Many CISOs I talk to are sick of performing third party risk assessments; it takes up valuable time, is expensive, and most importantly, pulls resources away from doing actual security work within the company. On the other hand service providers are also having a hard time keeping up with these assessments. A compliance manager at a large service provider estimated that they responded to over 300 audit requests in 2007, and that number would be around 400 in 2008. Thus, a service like this could potentially save millions of dollars for service providers and subscribers.
Industry efforts, such as the BITS framework, have so far focused on providing methodologies but haven’t really addressed the issue of building a platform to ensure consistency across assessments. It was refreshing to see this service from Moody’s that endeavors to take the burden off of your shoulders.
If this service delivers on its promise and is able to gain traction, it has the potential to move others in the industry to follow its approach. Although I think this is a great idea, here are some things to keep in mind as you evaluate this service for your organization.
- It can reduce the time, resources, and cost, if enough people use this service. There is no question that it would be much cheaper, less resource intensive, and a lot quicker to go through a Moody’s report as opposed to doing the assessment yourself. The trick would be to convince your service provider to go through an extensive assessment (Moody’s estimates two-three weeks), spend a substantial amount of money (Moody’s primary business model estimates US$ 23K for the initial rating and US$ 10K/year monitoring, volume purchase agreements are also available) for an assessment that may not be accepted by many other organizations. So the real value for a service provider be to have multiple companies subscribing to the VIR service.

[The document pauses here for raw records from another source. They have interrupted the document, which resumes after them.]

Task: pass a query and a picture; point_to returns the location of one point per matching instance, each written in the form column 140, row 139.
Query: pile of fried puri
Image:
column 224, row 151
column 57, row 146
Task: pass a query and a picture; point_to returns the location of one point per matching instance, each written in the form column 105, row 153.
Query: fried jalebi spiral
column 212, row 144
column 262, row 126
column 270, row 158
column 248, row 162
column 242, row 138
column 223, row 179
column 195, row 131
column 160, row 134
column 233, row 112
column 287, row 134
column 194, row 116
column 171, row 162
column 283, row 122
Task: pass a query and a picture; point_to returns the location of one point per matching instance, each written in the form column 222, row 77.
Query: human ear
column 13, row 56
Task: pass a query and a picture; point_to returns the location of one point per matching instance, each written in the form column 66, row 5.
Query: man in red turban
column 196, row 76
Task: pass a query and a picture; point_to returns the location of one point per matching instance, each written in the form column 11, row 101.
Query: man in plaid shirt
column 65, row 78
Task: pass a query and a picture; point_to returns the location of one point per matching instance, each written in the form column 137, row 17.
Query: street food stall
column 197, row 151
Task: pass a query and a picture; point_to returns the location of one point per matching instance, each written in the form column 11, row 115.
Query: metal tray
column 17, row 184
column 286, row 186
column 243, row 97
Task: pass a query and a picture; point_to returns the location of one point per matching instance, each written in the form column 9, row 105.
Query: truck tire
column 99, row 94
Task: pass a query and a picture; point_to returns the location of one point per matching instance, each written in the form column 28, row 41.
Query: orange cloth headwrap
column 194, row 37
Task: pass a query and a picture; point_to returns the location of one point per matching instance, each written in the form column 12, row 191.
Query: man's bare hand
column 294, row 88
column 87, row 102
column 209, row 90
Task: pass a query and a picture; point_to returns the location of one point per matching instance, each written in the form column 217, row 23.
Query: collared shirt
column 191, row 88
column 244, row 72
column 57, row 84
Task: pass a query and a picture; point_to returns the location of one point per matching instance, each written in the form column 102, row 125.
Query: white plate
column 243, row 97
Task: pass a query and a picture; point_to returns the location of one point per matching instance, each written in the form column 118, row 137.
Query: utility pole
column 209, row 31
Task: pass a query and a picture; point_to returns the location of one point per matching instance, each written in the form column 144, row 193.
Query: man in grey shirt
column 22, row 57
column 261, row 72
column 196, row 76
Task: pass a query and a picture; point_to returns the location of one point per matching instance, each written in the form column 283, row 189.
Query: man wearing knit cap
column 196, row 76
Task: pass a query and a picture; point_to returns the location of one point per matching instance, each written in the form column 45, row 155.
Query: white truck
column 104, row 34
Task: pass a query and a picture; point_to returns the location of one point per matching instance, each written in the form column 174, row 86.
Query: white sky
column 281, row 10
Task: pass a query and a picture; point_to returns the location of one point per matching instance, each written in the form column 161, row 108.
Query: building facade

- Ongoing monitoring reduces time consuming remediation follow-ups. I think this is a very valuable part of the service if Moody’s gets it right. They will rely on a quarterly questionnaire and publicly available sources to identify changes in a service provider environment. Thus, it may be a little bit of challenge to get a clear risk picture if the service provider isn’t honest in providing all the necessary information or if the information isn’t public. Having said that, it is still better than the current situation where there is no monitoring at all, just an annual audit. Quarterly follow-ups on previously identified decencies by Moody’s will also ensure that the service provider stays on its toes.
- Consultant expertise and consistency in scoring will improve over time. Having done a lot of assessments myself, you get better and more consistent as you go through the assessment process repeatedly. Although the current consultant skill set seems pretty good and appropriate checks are in place to check for consistency, it is only natural that different consultants will assess differently. Security assessments may be a very different beast compared to the financial assessments that Moody’s is used to doing primarily because there is a decent amount of subjectivity in these assessments.
Lastly, the pricing structure may also influence the decision making for subscribers as well as service providers. I personally think that the current pricing structure is pretty reasonable for the current marketing conditions. Lets hope Moody’s is able to nail this one. What do you think about this service? Does it address your pain points? Are you skeptical? I’d love to hear your thoughts on this.